Ezra Klein has an excellent summary of the health care debate and where it currently stands. He does a great job of separating the actual policy debates going on in Congress from some of the silly issues being argued by the public.
The insurance industry is up in arms over congressional proposals to create a publicly financed competitor in an effort to bring down health-care costs. That may be because it doesn’t have to face much in the way of competition now: Most regions of the U.S. are dominated by just one or two health insurers.
Each year the American Medical Assn. (AMA) surveys the commercial health-insurance landscape and finds little if any competition. Its latest report says that, out of 314 metropolitan markets, 94% are controlled by one or two companies, or fewer. In 15 states, one insurer has 50% or more of the entire market.
Such market concentration has become a potent argument for supporters of a public insurer, President Barack Obama among them. With no need to generate profits, a public plan could offer lower premiums, thus bringing competitive pressure to bear on the private insurers to do the same.
In the modern health-care system, there is no higher power than the insurance market. And the insurers who populate that market have grown all the stronger. The Justice Department judges an industry “highly concentrated” if a single company controls more than 42 percent of the market. By that definition, 94 percent of statewide insurance markets are highly concentrated. A recent study by the advocacy organization Health Care for America Now showed that in Indiana, WellPoint controls 60 percent of the insurance market; in Iowa, Wellmark accounts for 71 percent; and in Alabama, Blue Cross/Blue Shield holds 83 percent. In the past 13 years, there have been more than 400 corporate mergers involving health insurers.

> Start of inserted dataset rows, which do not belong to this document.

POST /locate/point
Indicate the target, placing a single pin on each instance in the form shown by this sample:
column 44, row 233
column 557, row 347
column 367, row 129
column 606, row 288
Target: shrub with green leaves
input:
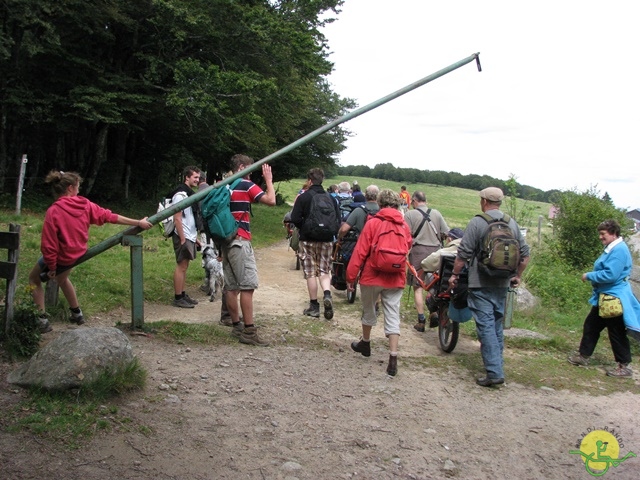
column 23, row 338
column 576, row 239
column 557, row 284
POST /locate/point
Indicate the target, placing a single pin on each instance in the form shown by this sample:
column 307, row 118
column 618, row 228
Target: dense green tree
column 576, row 239
column 122, row 90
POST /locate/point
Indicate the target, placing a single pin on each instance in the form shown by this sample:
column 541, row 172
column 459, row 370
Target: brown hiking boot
column 392, row 368
column 621, row 371
column 250, row 337
column 578, row 360
column 237, row 329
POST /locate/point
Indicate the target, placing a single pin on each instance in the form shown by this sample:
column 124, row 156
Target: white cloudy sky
column 557, row 103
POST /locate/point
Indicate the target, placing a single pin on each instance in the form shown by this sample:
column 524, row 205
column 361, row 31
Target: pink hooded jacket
column 65, row 232
column 367, row 238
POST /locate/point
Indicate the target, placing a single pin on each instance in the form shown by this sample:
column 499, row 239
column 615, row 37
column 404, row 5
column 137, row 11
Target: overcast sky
column 556, row 104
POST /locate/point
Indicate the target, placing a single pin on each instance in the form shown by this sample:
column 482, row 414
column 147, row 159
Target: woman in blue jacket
column 610, row 275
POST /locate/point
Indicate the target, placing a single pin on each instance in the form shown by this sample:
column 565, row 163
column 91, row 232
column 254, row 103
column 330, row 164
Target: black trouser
column 594, row 324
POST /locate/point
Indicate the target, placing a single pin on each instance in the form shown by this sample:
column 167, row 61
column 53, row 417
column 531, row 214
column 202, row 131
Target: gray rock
column 77, row 356
column 525, row 299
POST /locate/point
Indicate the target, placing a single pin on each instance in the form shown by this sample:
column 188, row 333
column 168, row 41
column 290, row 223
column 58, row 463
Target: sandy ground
column 298, row 411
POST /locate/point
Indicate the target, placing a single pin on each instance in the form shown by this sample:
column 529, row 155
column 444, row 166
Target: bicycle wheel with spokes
column 448, row 330
column 351, row 294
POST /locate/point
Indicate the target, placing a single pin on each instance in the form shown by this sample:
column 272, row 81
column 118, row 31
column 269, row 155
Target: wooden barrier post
column 9, row 270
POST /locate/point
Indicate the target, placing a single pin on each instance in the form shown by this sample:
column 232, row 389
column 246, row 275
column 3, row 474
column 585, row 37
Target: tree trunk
column 99, row 157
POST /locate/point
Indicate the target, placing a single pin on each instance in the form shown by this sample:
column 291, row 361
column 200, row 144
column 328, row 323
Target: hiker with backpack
column 379, row 258
column 357, row 218
column 238, row 259
column 496, row 254
column 315, row 214
column 184, row 236
column 428, row 230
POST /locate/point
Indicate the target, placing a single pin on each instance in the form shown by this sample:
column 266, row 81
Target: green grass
column 103, row 284
column 457, row 205
column 71, row 417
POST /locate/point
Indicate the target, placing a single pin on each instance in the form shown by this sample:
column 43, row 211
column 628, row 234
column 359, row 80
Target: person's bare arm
column 269, row 197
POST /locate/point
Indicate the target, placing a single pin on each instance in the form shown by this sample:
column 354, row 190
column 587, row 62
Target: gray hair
column 371, row 193
column 389, row 199
column 344, row 187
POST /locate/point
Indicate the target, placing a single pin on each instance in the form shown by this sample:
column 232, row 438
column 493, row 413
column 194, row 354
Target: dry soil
column 301, row 410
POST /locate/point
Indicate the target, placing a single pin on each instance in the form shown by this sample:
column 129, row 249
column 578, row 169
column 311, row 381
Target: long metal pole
column 117, row 238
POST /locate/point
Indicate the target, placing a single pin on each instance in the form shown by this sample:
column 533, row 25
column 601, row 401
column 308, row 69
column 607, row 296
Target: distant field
column 457, row 205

Economics textbooks tell us that concentrated markets reduce the competitive behavior that benefits consumers and lead to outsize profits for the dominant firms. Predictably, health-care premiums shot up more than 90 percent between 2000 and 2007, while the profits of the 10 largest insurers increased 428 percent over the same period.
We have a system that is not sustainable. This isn’t capitalism – instead we have several large insurance companies practically stealing money from American taxpayers.
Right now, President Obama is trying hard to get a bill with the help of all the major players, including the insurance companies. Therefore we’ve seen him go after costs and premiums, but he has not taken on the insurance companies in a direct manner.
If the current effort at reform fails or stalls, expect to see a full-throttled attack against these companies that informs the American people just how much money they are making and the tactics they are using to deny coverage to pad profits.